Consumer prices gained 0.2% in August from a month earlier.

US Inflation Creeps Higher

US Inflation Creeps Higher

Consumer price inflation rose more than expected in August, increasing pressure from the Federal Reserve to tighten monetary policy, official data showed on Friday.
In a report, the US Commerce Department said that consumer prices gained 0.2% in August from a month earlier, compared to expectations for a 0.1% gain and a flat reading in the previous month, Investing.com reported. Year-over-year, consumer prices increased 1.1%, above expectations for a gain of 1.0% and after having risen 0.8% in July.
Consumer prices, excluding food and energy costs, increased by a seasonally adjusted 0.3% last month, above forecasts for a 0.2% rise and compared to the 0.1% advance seen in July.
Core CPI increased at annualized rate of 2.3% in August, above prior month’s reading and the consensus forecast of 2.2%. Core prices are viewed by the Federal Reserve as a better gauge of longer-term inflationary pressure because they exclude the volatile food and energy categories. The central bank usually tries to aim for 2% core inflation or less.
After the report, the dollar strengthened. EUR/USD was trading at 1.120 from around 1.122 ahead of the release of the data, GBP/USD was at 1.315 from 1.317 earlier, while USD/JPY was at 102.07 from 101.87 earlier.
The US dollar index, which tracks the greenback against a basket of six major rivals, was at 95.62, compared to 95.48 ahead of the report.
Meanwhile, US stock futures pointed to a lower open. The Dow futures fell 65 points, or 0.36%, the S&P 500 futures lost 8 points, or 0.39%, while the Nasdaq 100 futures traded down 15 points, or 0.30%.
Elsewhere, in the commodities market, gold futures traded at $1,314.15 a troy ounce, compared to $1,316.85 ahead of the data, while crude oil traded at $43.07 a barrel from $43.19 earlier.

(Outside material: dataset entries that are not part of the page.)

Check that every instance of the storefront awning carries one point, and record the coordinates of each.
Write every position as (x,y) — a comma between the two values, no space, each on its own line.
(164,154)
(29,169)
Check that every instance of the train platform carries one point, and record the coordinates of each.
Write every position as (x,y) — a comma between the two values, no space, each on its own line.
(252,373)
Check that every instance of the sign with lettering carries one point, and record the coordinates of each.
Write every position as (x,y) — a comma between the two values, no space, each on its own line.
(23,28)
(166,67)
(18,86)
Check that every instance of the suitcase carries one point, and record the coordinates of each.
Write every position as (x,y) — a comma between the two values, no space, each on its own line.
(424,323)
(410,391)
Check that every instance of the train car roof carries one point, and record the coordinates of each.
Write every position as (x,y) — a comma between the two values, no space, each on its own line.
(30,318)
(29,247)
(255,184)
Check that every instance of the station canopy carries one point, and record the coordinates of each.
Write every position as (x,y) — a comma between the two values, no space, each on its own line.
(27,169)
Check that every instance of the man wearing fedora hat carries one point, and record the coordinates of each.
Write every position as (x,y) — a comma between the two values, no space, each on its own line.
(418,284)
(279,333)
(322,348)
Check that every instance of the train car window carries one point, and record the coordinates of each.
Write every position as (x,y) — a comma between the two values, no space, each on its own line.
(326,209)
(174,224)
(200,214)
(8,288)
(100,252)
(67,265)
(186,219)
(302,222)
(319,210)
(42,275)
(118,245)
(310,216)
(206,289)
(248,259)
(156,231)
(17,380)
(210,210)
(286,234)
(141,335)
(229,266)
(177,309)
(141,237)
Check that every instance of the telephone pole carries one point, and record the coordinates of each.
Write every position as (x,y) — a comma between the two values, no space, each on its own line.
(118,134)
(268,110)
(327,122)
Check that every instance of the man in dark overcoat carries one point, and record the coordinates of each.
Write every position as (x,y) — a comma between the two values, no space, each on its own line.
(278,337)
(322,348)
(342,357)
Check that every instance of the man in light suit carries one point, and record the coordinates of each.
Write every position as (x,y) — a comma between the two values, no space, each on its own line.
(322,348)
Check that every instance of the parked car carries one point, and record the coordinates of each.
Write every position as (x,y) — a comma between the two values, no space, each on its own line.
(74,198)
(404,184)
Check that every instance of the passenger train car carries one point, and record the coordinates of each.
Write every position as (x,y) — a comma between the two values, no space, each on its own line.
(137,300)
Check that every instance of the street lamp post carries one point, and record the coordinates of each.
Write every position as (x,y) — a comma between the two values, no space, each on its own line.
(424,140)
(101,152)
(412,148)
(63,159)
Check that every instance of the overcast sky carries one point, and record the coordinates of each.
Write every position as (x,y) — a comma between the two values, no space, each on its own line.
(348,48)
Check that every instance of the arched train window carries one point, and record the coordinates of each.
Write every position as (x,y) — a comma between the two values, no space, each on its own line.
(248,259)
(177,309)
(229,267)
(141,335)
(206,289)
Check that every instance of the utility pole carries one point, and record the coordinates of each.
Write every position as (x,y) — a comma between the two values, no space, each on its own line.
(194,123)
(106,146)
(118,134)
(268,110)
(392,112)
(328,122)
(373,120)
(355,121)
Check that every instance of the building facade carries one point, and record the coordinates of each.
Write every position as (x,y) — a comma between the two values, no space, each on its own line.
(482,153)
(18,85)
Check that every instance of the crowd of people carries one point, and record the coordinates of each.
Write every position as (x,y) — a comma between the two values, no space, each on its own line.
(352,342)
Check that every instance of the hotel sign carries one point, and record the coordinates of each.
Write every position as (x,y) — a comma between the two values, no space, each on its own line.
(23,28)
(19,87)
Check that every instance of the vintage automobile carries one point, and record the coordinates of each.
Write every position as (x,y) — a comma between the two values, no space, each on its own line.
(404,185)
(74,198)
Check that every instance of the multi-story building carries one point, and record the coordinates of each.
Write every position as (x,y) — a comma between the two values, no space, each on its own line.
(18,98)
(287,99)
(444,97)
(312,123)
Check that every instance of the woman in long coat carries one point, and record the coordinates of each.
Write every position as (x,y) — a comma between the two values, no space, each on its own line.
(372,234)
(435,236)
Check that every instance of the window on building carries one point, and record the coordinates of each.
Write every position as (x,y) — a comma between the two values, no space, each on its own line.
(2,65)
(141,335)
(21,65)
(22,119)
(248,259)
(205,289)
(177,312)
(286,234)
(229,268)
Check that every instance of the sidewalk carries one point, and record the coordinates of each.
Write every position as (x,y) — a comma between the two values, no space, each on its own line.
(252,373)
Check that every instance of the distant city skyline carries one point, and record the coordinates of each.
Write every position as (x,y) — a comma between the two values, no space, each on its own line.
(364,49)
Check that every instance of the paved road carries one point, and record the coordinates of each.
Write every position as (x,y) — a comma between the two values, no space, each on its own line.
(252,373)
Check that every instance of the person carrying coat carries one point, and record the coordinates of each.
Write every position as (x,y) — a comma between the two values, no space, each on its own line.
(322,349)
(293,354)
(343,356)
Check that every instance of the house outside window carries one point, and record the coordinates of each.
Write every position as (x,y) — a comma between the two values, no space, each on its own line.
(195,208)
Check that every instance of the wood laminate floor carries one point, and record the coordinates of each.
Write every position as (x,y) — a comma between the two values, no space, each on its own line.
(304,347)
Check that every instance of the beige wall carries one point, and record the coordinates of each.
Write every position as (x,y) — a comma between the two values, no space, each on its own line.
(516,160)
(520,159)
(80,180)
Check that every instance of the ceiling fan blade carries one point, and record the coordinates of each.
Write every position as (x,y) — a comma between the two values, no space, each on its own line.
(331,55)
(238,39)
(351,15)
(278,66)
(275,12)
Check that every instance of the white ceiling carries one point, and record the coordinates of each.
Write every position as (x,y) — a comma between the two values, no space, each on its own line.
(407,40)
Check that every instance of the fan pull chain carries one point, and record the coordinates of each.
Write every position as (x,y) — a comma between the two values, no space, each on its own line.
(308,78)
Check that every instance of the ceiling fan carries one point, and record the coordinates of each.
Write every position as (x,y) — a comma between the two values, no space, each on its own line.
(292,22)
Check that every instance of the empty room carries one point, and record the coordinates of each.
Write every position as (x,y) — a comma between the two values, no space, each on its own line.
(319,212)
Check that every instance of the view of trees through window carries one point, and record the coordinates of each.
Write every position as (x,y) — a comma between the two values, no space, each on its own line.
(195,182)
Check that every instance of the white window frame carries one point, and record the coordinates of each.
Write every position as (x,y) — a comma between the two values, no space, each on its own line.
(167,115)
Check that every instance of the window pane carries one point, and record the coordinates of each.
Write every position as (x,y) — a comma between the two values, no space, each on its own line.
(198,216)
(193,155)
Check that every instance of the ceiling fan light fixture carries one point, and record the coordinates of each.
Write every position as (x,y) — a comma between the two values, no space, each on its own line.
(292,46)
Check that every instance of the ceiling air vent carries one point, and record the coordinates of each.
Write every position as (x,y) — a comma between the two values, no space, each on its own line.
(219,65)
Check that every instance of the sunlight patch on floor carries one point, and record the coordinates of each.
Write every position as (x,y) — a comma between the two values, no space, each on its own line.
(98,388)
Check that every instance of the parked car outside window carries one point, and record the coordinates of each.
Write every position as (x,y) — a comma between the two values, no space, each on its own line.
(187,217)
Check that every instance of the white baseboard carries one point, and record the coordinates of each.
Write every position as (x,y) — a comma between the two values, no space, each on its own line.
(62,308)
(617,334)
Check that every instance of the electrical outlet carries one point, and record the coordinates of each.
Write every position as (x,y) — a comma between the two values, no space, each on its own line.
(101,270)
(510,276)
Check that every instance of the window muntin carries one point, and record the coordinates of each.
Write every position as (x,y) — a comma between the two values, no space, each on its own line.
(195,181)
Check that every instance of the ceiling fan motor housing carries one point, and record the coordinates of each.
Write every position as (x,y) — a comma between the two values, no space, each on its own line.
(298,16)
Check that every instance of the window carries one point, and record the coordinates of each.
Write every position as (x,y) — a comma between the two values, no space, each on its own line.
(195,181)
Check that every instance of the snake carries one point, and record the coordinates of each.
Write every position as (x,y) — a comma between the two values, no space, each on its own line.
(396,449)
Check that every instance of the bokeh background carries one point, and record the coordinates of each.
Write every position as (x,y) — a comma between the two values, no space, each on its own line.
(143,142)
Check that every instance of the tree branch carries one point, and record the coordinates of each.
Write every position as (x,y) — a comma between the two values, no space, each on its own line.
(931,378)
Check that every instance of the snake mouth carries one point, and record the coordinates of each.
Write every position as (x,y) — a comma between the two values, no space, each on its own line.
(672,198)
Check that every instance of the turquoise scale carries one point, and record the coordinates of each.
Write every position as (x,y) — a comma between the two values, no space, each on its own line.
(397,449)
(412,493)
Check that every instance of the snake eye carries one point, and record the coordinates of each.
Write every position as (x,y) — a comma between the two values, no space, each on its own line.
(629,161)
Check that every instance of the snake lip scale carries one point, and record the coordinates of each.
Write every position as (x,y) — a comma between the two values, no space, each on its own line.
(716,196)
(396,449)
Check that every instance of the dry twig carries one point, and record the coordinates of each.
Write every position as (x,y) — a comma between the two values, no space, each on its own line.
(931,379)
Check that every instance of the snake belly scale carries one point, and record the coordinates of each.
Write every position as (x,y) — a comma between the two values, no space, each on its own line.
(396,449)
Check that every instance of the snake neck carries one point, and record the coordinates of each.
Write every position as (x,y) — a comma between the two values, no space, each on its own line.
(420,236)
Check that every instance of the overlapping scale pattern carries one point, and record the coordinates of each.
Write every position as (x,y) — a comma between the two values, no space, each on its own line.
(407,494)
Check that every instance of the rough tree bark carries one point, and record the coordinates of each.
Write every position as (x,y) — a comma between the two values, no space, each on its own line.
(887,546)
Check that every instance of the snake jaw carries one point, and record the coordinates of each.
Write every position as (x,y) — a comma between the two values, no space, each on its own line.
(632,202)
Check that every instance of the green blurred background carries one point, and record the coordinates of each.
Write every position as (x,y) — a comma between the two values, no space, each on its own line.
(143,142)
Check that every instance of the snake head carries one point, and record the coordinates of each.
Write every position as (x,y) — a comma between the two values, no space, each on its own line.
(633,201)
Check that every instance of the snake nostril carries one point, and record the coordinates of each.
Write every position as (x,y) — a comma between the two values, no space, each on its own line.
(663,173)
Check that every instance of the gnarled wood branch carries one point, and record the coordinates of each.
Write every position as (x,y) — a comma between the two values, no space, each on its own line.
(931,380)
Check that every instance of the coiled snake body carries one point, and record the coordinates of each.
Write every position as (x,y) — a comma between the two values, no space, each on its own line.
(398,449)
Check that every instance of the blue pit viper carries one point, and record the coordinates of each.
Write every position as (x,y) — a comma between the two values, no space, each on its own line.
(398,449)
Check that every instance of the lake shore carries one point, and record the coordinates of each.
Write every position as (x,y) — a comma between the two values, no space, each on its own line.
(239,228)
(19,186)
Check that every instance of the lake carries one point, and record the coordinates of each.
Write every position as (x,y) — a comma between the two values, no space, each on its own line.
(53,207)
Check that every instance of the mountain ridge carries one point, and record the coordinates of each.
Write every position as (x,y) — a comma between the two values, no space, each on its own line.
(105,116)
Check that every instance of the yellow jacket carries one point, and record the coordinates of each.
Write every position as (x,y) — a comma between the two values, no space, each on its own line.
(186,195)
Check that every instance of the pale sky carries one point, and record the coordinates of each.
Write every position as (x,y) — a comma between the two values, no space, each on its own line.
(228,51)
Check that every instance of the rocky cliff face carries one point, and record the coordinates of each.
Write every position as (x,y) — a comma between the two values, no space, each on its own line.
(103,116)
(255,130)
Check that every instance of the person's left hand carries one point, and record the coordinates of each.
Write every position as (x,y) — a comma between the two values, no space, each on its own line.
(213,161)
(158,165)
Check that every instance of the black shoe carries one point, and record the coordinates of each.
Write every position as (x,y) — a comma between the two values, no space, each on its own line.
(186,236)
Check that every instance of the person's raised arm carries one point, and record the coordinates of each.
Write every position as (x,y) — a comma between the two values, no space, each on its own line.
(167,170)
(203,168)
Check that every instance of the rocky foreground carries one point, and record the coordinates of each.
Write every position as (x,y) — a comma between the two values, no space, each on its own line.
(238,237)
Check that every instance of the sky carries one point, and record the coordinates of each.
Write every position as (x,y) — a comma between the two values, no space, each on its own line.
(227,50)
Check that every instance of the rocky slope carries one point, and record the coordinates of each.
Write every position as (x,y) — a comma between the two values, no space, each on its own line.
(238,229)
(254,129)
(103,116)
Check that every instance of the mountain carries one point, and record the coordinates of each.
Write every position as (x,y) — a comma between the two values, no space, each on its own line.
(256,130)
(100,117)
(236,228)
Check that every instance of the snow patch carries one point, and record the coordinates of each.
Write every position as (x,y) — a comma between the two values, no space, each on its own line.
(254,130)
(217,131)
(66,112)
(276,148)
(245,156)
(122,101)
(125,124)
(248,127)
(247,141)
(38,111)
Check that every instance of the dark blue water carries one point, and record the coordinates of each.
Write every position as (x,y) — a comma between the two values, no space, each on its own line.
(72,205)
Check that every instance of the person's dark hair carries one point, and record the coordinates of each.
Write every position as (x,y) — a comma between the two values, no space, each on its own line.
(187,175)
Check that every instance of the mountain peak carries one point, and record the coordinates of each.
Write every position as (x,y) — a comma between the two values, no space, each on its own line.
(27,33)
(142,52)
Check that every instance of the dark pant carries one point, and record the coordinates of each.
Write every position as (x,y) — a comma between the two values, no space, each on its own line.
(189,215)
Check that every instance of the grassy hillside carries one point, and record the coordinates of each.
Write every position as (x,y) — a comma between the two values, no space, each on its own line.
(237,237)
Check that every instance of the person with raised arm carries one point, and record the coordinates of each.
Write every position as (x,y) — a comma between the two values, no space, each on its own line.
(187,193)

Analysts said that the better-than-expected inflation data would not be enough to prompt US Federal Reserve chair Janet Yellen and company to increase borrowing costs.
"Today's data is unlikely to persuade Yellen to pull the trigger on an interest rate hike just yet," Dennis de Jong, managing director at UFX.com, said. "Analysts had speculated next week's Fed meeting could bring with it a rate increase, but a mixed bag of recent financial data could instead see Yellen and co. err on the side of caution."
"While there are reasons to be optimistic for the prospects of the US economy, a global backdrop of uncertainty paired with a contentious presidential race means we may have to wait until December for any movement for the Fed."